How to Develop a Customer Sentiment Analysis Model
In practice, the analysis of superstructures is built using machine learning algorithms and NLP. At the same time, there are different ways of training the model, depending on the result you want to achieve. Therefore, we will analyze several ways of developing sentiment analysis and you can choose the one that suits you the most. A model developed on the basis of machine learning will be able to create patterns from the information you give it and predict the mood of the text.

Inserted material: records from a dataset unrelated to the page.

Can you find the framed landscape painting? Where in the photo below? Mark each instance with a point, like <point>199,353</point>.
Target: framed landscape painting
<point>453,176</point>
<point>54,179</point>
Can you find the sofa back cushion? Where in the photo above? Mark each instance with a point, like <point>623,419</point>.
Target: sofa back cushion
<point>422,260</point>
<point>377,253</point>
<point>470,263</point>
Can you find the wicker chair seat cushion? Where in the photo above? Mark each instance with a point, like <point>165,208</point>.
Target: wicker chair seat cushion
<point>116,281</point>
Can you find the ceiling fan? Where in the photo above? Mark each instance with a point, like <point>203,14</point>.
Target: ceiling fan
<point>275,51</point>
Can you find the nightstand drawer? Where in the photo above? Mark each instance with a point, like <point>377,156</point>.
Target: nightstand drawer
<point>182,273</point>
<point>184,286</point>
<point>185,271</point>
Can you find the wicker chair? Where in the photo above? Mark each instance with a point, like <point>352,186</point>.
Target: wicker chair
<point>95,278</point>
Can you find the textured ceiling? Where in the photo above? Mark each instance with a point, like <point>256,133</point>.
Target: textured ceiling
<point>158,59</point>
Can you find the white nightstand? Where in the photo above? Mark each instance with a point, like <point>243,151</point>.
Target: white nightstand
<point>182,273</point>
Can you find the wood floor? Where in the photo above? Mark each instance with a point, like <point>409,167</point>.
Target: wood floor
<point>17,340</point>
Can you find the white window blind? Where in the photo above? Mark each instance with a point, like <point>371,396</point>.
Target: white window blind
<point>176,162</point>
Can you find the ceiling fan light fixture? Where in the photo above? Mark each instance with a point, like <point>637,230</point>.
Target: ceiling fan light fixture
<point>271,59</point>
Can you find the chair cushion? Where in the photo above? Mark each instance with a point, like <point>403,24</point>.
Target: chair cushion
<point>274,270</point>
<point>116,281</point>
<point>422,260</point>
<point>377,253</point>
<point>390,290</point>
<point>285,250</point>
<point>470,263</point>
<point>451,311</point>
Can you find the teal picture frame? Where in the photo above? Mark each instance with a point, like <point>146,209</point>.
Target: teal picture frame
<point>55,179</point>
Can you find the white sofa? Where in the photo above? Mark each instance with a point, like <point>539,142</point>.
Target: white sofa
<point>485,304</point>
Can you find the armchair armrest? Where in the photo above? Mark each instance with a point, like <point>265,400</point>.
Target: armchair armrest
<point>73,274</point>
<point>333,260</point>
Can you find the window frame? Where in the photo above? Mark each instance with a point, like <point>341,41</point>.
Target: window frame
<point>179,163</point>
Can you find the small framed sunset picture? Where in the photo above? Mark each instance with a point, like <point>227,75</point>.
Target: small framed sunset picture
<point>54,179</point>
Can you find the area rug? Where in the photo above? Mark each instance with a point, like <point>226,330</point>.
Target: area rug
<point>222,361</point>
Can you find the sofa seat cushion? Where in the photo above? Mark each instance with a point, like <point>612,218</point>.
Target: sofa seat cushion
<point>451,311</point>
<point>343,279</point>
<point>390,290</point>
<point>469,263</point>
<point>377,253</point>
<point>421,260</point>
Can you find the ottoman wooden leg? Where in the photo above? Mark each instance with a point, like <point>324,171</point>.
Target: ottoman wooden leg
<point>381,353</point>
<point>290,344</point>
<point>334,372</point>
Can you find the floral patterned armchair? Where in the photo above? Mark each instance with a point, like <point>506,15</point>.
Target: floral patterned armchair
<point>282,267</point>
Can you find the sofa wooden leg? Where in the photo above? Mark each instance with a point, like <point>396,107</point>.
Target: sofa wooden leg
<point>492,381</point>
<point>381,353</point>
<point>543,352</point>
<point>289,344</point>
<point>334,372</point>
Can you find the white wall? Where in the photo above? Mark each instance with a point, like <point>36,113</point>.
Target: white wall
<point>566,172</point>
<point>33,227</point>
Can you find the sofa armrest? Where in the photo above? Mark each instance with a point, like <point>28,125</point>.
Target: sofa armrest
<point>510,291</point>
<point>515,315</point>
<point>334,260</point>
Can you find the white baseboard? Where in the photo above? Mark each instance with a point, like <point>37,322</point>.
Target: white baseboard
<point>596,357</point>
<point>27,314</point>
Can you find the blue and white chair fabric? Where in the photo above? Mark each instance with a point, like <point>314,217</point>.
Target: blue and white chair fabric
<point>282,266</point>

So, we will talk about the following methods of training the model:
- Automated model
- Dictionary model
- Hybrid model
- Analysis of named entities
- Automated supervised model
The large model, accordingly, contains already 24 levels, with 1024 hidden, 16 headers, and 340 MP parameters in the neural network architecture. So, to train the model, you need to go through the following steps:
- Configure simple parameters and hyperparameters
- Develop forecasts for the future
- Implement the developed result
Analysis of Named Entities
Automated Supervised Model
This kind of model works on the basis of machine learning or deep learning algorithms, which use already labeled data sets to classify them and predict the results. Such a set should be output by tags based on the input data. In this way, the model can understand what it needs to focus on among the unseen data.
Therefore, the data set you have labeled is key to training the model to produce accurate results. The model will receive different patterns of data in the text and be able to predict sentiments for the text you provide.
To use this dictionary, you need to create a function that can analyze the text and classify it as positive or negative. The overall score is formed from the number of negative and positive words, so the final score is divided by the number of words in the text so that the score is normalized.
If the assessment of positive mood occurs in the range from 0 to 1, then 1 means 100 percent positive mood. If the assessment of negative mood occurs between numbers from 0 to -1, then -1 means negative mood with 100 percent probability.
Such a model relies only on Machine Learning and Artificial Intelligence algorithms. The created set of text data classified as neutral, negative, or positive is placed in the model for training. The algorithm analyzes and studies the data until it correctly evaluates the unfamiliar text. However, in this method, the set of data with which you train the model is important because it will not be able to work with unfamiliar data. Such an algorithm works better than a semi-automatic one but may contain inaccuracies regarding the classification of the text as negative or positive.
There is also a method that uses both an automatic model and a rule-based model.